Evie slips in like a shadow. She sets down a small velvet pouch on my tray—two keycards, a burner, and a hotel master override. “Your discharge gifts,” she says, grin sharp. Then to Lindy, conspiratorial, “If you ever want to disappear for an afternoon, I am an excellent bad influence.”
Elsie comes in last, snapping on gloves before the door shuts.
She doesn’t bother with hello, just checks Lindy’s dressings with a surgeon’s hands, then angles toward me.
“You tore two steri-strips,” she says, and I swear I hear Adrian smirk from the wall.
She re-tapes me. “Quit fucking moving so much or I swear to you Cassius I will separate you two.”
“I will move more if you take her, not less.”
“God damn it. If you cough blood, don’t tough it out, call me.” Elsie grabs Lindy’s hand and squeezes it lightly. “Make him call me.”
“I will,” Lindy says. “I’ll call myself. I promise.”
At night, when the halls mute and the beeps slow, Lindy and I watch the city lights through the blinds and trade truths. She traces the edges of the bandage covering her shoulder and tells me what she remembers in pieces.
“I wasn’t hallucinating in that room,” she says.
“I don’t care what they are,” I say. “Bargain with anything that keeps you breathing.”
“Gideon’s the only one here now,” she says.
I look at the door, if I don’t blink maybe I’ll see him too.
“He always wears a black Bolo-Hat, an old suit, desert dust at the cuffs, and a turquoise oval wedding band that’s cracked through the middle like lightning.
And he says this thing sometimes that makes me think of you. ”
“What is it?”
“Pay the house first.”
Everything in me goes still. “Say that again,” I tell her.

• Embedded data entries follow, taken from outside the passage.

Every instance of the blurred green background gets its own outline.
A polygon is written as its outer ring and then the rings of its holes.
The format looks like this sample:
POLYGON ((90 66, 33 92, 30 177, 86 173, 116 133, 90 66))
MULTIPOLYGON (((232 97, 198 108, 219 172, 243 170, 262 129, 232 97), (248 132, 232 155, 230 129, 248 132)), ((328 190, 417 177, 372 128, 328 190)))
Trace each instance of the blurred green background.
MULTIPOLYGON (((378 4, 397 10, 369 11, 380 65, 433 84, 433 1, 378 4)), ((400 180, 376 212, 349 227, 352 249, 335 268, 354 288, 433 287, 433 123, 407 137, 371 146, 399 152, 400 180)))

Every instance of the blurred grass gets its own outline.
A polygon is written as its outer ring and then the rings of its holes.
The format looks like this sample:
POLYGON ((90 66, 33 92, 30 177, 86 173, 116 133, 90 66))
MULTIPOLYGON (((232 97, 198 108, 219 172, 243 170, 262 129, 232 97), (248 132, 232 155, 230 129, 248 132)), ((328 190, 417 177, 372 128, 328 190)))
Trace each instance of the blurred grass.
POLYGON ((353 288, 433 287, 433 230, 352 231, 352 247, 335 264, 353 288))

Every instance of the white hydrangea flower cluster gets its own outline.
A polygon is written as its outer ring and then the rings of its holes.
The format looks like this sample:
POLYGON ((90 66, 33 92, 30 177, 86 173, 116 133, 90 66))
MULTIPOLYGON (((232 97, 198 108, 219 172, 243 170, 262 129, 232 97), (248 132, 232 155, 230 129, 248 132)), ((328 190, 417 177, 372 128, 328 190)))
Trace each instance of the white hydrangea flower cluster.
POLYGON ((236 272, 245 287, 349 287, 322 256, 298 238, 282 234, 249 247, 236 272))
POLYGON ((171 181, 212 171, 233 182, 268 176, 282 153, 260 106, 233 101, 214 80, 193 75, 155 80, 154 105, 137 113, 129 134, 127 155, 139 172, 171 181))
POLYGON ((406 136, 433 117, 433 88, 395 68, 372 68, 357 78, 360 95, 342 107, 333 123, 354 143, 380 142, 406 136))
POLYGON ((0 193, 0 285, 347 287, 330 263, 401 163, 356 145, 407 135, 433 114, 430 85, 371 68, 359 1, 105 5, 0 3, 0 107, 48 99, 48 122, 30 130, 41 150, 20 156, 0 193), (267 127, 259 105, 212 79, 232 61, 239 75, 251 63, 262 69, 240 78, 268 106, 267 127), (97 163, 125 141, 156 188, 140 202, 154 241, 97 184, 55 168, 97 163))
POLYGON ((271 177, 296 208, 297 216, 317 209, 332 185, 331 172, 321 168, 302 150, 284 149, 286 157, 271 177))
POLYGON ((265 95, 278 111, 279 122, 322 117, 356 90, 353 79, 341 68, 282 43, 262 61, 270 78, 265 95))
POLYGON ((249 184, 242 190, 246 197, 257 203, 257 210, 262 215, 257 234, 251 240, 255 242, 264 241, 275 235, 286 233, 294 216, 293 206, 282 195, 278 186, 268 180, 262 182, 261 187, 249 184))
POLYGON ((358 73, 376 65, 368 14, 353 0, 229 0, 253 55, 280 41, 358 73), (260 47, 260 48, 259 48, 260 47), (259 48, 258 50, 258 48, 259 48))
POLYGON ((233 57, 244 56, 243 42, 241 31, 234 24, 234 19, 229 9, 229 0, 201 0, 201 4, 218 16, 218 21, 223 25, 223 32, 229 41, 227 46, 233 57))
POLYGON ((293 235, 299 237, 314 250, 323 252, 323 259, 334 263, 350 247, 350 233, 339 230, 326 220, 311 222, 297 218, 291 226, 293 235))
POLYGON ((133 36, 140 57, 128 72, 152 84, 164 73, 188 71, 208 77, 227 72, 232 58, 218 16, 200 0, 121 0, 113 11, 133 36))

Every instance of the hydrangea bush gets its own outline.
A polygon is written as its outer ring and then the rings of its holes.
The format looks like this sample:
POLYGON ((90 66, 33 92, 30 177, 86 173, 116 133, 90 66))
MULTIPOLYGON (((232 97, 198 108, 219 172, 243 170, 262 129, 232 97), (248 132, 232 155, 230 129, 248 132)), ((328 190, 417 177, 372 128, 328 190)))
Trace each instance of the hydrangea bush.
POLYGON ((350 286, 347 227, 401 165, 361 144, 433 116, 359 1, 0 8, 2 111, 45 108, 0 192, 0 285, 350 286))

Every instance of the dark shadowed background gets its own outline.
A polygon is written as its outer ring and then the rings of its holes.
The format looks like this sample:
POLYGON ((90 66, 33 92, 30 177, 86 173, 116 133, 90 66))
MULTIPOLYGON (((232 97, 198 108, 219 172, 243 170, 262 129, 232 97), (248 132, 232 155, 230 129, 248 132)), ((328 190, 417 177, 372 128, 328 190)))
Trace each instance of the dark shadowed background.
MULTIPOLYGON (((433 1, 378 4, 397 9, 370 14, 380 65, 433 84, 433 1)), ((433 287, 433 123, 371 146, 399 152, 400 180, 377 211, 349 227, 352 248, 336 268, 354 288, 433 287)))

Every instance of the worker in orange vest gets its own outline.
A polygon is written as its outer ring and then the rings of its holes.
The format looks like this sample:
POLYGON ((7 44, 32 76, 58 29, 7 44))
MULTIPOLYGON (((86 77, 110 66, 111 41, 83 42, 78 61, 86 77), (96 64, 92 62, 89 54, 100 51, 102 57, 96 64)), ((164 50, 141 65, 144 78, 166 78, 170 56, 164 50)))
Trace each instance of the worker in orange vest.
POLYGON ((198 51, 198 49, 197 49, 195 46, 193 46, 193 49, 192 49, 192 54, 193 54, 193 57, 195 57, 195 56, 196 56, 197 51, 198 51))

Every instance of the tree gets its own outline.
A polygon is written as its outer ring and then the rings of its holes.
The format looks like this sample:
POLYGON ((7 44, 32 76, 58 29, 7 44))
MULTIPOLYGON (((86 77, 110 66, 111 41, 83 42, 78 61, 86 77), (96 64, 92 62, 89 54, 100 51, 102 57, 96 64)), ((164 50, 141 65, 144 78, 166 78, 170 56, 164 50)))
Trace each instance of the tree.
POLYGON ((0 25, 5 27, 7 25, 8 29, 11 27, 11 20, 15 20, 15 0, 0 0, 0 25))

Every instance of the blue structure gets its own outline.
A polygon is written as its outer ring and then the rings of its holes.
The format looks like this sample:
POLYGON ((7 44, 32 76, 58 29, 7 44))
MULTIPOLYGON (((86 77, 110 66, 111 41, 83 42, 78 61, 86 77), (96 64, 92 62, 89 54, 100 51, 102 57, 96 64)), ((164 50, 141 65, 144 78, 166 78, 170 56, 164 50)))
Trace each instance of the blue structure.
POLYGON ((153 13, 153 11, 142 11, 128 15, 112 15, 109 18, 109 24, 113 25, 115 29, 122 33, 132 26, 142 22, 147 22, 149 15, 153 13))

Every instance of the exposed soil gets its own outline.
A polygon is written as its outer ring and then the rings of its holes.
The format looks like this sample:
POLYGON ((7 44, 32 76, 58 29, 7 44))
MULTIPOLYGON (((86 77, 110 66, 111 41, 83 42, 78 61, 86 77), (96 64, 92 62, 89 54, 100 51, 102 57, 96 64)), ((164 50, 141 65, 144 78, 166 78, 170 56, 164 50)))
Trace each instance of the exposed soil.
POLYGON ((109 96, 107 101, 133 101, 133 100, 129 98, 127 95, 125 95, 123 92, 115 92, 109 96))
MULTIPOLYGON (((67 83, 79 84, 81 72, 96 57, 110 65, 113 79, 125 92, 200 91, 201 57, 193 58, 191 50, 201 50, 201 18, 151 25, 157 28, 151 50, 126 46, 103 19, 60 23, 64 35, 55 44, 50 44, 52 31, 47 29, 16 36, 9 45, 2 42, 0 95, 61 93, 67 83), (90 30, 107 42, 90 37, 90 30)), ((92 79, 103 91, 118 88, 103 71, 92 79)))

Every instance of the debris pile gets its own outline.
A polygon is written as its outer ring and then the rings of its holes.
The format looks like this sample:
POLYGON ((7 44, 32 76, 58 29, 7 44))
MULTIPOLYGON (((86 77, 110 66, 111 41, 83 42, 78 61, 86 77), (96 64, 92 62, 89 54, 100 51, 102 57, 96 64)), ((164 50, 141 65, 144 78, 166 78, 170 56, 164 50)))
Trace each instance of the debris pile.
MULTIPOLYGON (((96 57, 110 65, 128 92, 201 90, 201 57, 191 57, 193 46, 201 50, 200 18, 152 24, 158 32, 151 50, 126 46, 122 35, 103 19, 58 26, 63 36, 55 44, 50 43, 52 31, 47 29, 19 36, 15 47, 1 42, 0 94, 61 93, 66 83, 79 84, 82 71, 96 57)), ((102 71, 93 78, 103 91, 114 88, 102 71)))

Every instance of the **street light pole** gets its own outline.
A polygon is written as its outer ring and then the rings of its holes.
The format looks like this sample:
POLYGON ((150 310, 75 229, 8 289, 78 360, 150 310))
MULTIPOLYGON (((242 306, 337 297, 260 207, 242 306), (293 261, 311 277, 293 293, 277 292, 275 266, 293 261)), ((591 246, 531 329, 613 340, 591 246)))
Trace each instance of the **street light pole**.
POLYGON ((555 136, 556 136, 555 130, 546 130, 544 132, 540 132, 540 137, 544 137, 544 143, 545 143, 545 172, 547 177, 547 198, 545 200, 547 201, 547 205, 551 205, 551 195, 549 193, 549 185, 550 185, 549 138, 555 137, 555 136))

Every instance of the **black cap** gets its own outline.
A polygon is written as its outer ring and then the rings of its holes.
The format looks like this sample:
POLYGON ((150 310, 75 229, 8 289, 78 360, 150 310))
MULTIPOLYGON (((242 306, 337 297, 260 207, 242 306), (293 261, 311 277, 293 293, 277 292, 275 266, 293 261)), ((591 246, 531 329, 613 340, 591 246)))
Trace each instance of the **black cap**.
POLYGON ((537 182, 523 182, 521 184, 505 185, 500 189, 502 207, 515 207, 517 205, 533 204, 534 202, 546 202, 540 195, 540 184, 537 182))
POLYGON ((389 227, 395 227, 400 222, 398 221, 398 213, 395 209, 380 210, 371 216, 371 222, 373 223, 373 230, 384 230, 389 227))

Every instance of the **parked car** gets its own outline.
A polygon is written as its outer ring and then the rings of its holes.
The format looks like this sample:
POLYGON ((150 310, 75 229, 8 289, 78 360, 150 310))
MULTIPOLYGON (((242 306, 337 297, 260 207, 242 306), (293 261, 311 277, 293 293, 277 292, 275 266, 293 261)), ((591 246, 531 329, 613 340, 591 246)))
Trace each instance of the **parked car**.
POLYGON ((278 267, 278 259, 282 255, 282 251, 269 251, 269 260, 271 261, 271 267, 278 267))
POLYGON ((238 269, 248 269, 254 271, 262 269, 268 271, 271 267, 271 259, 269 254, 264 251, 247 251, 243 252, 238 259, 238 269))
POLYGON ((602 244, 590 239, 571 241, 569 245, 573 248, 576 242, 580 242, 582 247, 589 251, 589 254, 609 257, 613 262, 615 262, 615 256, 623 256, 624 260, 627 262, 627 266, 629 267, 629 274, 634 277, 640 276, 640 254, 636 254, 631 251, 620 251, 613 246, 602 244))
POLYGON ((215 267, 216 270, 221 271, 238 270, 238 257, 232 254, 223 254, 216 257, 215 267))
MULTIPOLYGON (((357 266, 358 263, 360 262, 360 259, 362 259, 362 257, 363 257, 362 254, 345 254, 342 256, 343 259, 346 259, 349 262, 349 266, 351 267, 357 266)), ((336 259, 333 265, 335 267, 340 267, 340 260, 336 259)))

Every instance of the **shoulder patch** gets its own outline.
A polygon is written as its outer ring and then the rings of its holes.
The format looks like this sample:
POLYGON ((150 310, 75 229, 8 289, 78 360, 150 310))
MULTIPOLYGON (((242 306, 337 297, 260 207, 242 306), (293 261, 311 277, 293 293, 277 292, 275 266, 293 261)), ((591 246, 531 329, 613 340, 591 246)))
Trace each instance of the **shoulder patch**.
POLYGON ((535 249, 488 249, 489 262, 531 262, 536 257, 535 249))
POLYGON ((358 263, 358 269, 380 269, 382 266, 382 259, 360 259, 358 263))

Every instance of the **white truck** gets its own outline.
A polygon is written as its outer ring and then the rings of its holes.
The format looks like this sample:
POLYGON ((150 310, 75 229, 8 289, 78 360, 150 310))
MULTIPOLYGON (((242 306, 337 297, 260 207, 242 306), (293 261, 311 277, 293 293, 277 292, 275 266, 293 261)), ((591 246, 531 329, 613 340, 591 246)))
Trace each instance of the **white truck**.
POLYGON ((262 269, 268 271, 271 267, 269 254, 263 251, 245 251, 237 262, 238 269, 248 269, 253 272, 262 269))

She looks at me, unsure. “Pay the house first.”
My voice comes out rough. “Holy shit. You are seeing the old man. My mother kept a sepia photo of him in the hallway. Black Bolo-Hat, that same stone, crack and all. He built our empire on that saying. You don’t touch women, you don’t touch kids, and you pay the house first.” I drag a breath, something like awe and fury braided together.
“You’ve been seeing my great-great-grandfather. ”
Her fingers find mine under the blanket that stretches across both our beds. “Explains a lot.”
“Such as?”
“Such as why he’s the only one who doesn’t hate you,” she laughs.
“Fucking unbelievable,” I say. “If he’s with you, we follow his rules.”
“He’s never steered me wrong,” she whispers once, half-asleep.
“What’s he tell you anyway?”
She goes quiet. I know that look. Her mind’s circling something dangerous.
“Say it,” I tell her. “Whatever it is. I’ll never walk out on you again.”
“If Gideon says London’s alive,” Lindy whispers, “then we have to keep hunting. We never give up—not until I see her spirit too.”
For a beat, the world holds its breath.
“We?” I thread her fingers through mine, grounding both of us. Her shoulders ease, the first crack of peace I’ve seen on her face since Vegas bled red.
“Keep standing there, Gideon,” I tell the man I can’t see. “Keep her breathing. I’ll do the rest.”